Before Midnight : Critique

Melissa Blanco | 21 juin 2013
Melissa Blanco | 21 juin 2013

C'est dans l'incertitude - et le coeur lourd - que nous avions laissé Jesse et Céline, il y a neuf ans à Paris. Que s'est-il passé depuis ? Jesse a-t-il pris son avion pour les Etats-Unis ? A-t-il abandonner son quotidien pour les bras de cette petite française, rencontrée une décennie auparavant ? Après le dyptique Before Sunrise et Before Sunset, le cinéaste Richard Linklater retrouve ses comédiens et scénaristes Julie Delpy et Ethan Hawke avec la volonté de redonner vie à des personnages qui firent leurs renomées. Before Midnight, c'est ainsi la promesse de renouer le contact avec de vieux amis, de retrouver un couple de cinéma qui nous fit vibrer vingt ans plus tôt.
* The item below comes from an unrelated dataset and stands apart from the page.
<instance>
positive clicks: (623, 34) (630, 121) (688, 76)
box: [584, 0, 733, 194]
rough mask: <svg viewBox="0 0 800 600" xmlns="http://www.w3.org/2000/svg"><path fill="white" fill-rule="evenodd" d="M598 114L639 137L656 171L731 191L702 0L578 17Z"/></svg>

Après l'Autriche et la France, c'est en Grèce que nous donne rendez-vous les deux amants, en vacances pour quelques jours. Ensemble depuis leurs retrouvailles parisiennes, Jesse et Céline ont fondé une famille, construit une relation sur le long terme. Une consécration pour les afficionados de la saga, témoins privilégiés de leur première rencontre. Et le film de constamment jouer de cette complicité singulière entre les personnages et le public, dans l'évocation de vieux souvenirs communs.

 

 

La singularité - et la force - de la saga repose ainsi sur la volonté d'ancrer l'histoire du film dans une dimension parallèle à notre propre existence, de jouer sur l'illusion que Jesse et Céline ont effectivement vécu leur histoire pendant que nous vivions la nôtre. Neuf ans se sont écoulés depuis notre séparation mais leur vie ne s'est pas pour autant arrêtée. Parce que le quotidien a désormais pris le pas sur les milliers de kilomètres, leur relation a inévitablement évolué. Finies l'insouciance de la jeunesse et l'inquiétude de la trentaine, place au quotidien, aux problèmes d'ex-femme, d'enfants, de couple. Jesse et Céline n'ont plus le temps de penser pour deux, se sont, comme les autres, inévitablement laissés happer par la routine. Si les premiers épisodes isolaient les personnages - chaque épisode se construit sous la forme d'une discussion en temps réel, durant une journée -, Before Midnight les confronte au contraire au groupe, à trois couples d'amis, miroir involontaire de leur propre passé, présent et futur. Autour d'un verre de vin, on disserte de l'amour et de la mort, du temps qui passe, de la solitude de la vieillesse, de la frivolité de la jeunesse, avec ce même détachement, ce même ton qui faisait la saveur des premiers épisodes. Puis le film d'opérer un doux virage, de soudain permettre aux personnages de se retrouver à deux, le temps d'une escapade.

 

 

Magnifique film sur la relation amoureuse, Before Midnight évoque (invoque ?) inévitablement Voyage en Italie de Roberto Rossellini, film somme sur le délitement et la mort d'un couple Par un ton volontairement plus grave, symbole même de la maturité des personnages, Jesse et Céline s'interrogent sur ce qui fait encore les fondements de leur relation. Ne se sont-ils pas trop accoutumés au quotidien ? Qu'est-ce qui fait encore leur singularité ? Que laisseront-ils derrière eux ? Et la légèreté des débuts de laisser place à une sorte de résignation. Reposant quasi exclusivement sur l'alchimie entre Julie Delpy et Ethan Hawke et un délicat sens du dialogue, Before Midnight bouleverse profondément - et durablement - par son abandon du romantisme au profit du réalisme, moins rose, plus cruel. Il est désormais temps pour Céline d'accepter le fait qu'elle ne trouvera probablement jamais mieux que Jesse, avec amertume mais peut être pour le meilleur.

 

Résumé

Sans volonté de clôre la saga, Before Midnight se termine comme il a commencé, avec l'illusion d'une vie qui continue et dont nous reprendrons peut être des nouvelles, dans quelques années. Du moins, l'espérons nous.